Optimizing linear interpolation routine for a live resampler - Page 4

8bitbubsy · 24 October 2020, 12:09

Ok, good to know.

Regarding having two mixer sets, well... I'd have to make sure that the integer sampling position wouldn't change inside the mixing loop (which is not guaranteed if delta is < 1), which requires some calculations before entering the loop. I want to keep the outer mix loop simple, don't want too much overhead in there. I already have a 32-bit division in there to figure out the max amount of samples to mix before eventually having to handle the sample end/loop end.

chb · 24 October 2020, 12:48

Quote:

Originally Posted by 8bitbubsy

Ok, good to know.

Regarding having two mixer sets, well... I'd have to make sure that the integer sampling position wouldn't change inside the mixing loop (which is not guaranteed if delta is < 1), which requires some calculations before entering the loop. I want to keep the outer mix loop simple, don't want too much overhead in there. I already have a 32-bit division in there to figure out the max amount of samples to mix before eventually having to handle the sample end/loop end.

I was rather thinking of something more straight forward - like a simple test in the inner loop if you need to load and process a new sample or if you can continue with the old ones, but not assuming that the integer sampling position stays constant (that's unlikely). So one routine with that test and one without (which is probably exactly the one you have now), and deciding which one to choose before you enter the mixing loop based on the sample read delta, using a simple threshold that's probably around 0.7 or so. Of course, that's only makes sense if you have samples at low sample rates often.

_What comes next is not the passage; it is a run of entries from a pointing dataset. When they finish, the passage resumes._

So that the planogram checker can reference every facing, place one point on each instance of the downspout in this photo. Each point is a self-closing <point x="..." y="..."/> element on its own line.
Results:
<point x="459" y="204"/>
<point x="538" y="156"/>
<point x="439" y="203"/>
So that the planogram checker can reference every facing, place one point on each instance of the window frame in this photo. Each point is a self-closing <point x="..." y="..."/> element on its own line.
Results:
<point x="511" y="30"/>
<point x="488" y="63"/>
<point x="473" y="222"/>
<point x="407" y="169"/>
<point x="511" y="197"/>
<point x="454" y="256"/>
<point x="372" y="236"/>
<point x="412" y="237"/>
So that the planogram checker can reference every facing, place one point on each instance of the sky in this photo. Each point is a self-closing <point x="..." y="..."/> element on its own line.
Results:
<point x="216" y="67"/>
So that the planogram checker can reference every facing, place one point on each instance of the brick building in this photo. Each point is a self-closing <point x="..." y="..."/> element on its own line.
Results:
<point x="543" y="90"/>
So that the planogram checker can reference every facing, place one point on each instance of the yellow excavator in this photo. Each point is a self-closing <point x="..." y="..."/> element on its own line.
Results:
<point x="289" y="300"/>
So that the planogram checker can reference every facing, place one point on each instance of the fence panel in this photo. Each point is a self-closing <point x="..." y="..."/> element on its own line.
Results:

EDIT: something like this, which is slower when delta > 1, but probably faster when samples are repeated:

Code:

; d0.w = bytes to mix

MIXSF MACRO
    move.w (a3,d2.l),d3   ; d3.w = 2x signed 8-bit samples
    move.b d3,d4
    ext.w  d4
    asr.w  #8,d3
    sub.w  d3,d4          ; d4.w = sample2-sample1
    lsl.l  #7,d4
nc:
    move.l d7,d5
    rol.l #7,d5
    or.w d4,d5
    
    add.w  (a6,d5.w*2),d3
    move.w (a1,d3.w*2),d5 ; d5.w = left output sample (from volume LUT)
    swap   d5
    move.w (a4,d3.w*2),d5 ; d5.l = (leftSample << 16) | rightSample
    add.l  d5,(a5)+
    add.l  d6,d7          ; increase sampling position
    bcc nc                ; branch if carry clear = integer sampling position unchanged
    addx.l	d1,d2
    ENDM

8bitbubsy · 24 October 2020, 14:44

Yeah, that could maybe help.

I think most songs will have an average sampling frequency above ~20kHz (28603.99(mixrate)*0.7), but it might still help for some songs.

I'll try this when I get the time, on monday or so.

Don_Adan · 24 October 2020, 15:20

Quote:

Originally Posted by 8bitbubsy

Oh no, I totally forgot that this has a possible word access misalignment! If only one could use addx on an address register, then I could add the sampling position to a3 before the loop, then read two bytes, then addx on a3. And when I leave the loop, I subtract the sample base from a3 to get the new sampling position, before I handle sample end/loop end.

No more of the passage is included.